— Эдди просто замечательный, Бет. И ты молодец, это же твое произведение, — заговариваю я, чувствуя, что надо нарушить молчание. Однако во взгляде Бет скорбная ледяная стена.
— Я не уверена, сколько он взял от меня, — произносит она наконец.
— Все самое лучшее, — уверяю я, беру сестру за руку и стискиваю ее.
Она встряхивает головой. Мы разворачиваемся и идем в дом, совсем одни.
Когда она вот такая молчаливая, когда она вот такая бледная и застывшая, как изваяние, я вспоминаю, как она лежала в больнице. Не я ее тогда обнаружила Я только слушала описания Эдди и рисовала эту картину в своем воображении. Она лежала на боку в своей спальне, согнувшись пополам, будто как сидела на кровати, так и соскользнула на пол. Ее лица он не видел, рассказывал Эдди. Его полностью закрывали рассыпавшиеся волосы. Он сказал, что не знает, долго ли простоял в дверях, не решаясь подойти к ней, потому что боялся убрать волосы и увидеть, что они скрывают — его мать или труп матери. Конечно, ему совсем не обязательно было вообще к ней прикасаться. Он мог просто позвонить в «Скорую помощь». Но он был еще совсем ребенком, маленьким мальчиком. Он хотел все уладить сам. Хотел дотронуться до нее — и обнаружить, что она просто крепко уснула, ничего больше. Какое же мужество он должен быть в себе найти, чтобы сделать вот это — подойти и убрать с лица волосы. Я так горжусь им, что даже больно.

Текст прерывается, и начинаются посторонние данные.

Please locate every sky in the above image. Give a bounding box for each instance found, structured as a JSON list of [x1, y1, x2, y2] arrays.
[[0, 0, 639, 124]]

Бет приняла большую дозу снотворного, а потом пыталась перерезать вены на запястьях коротким фруктовым ножичком, который я не раз видела у нее прежде, когда, например, она резала банан в мюсли для Эдди. Но, видимо, замешкалась. Она замешкалась, может, потому, что первый разрез — достаточно глубокий, чтобы испугать, но не настолько, чтобы причинить необратимый вред, — оказался куда более болезненным, чем она ожидала. А пока она колебалась и снова собиралась с духом, снотворное попало в кровь, начало действовать, и Бет потеряла сознание. Она неправильно разрезала запястье. Горизонтально, поперек вен и сухожилий, а не вдоль — сегодня любой самоубийца знает, что это более эффективно. Врачи назвали это криком о помощи, а не серьезной попыткой убить себя, но я была уверена, что они ошибаются. Я примчалась в больницу, ждала, пока ей промывали желудок. Напротив меня в коридоре было окно с незадернутыми жалюзи. Мое отражение смотрело на меня. В зеленоватом свете я сама себе показалась мертвой. Гладкие тонкие волосы, вытянутое лицо. Я бросила монеты в автомат, и тот выдал стакан великолепного какао для Эдди. Потом пришел Максвелл и забрал сына.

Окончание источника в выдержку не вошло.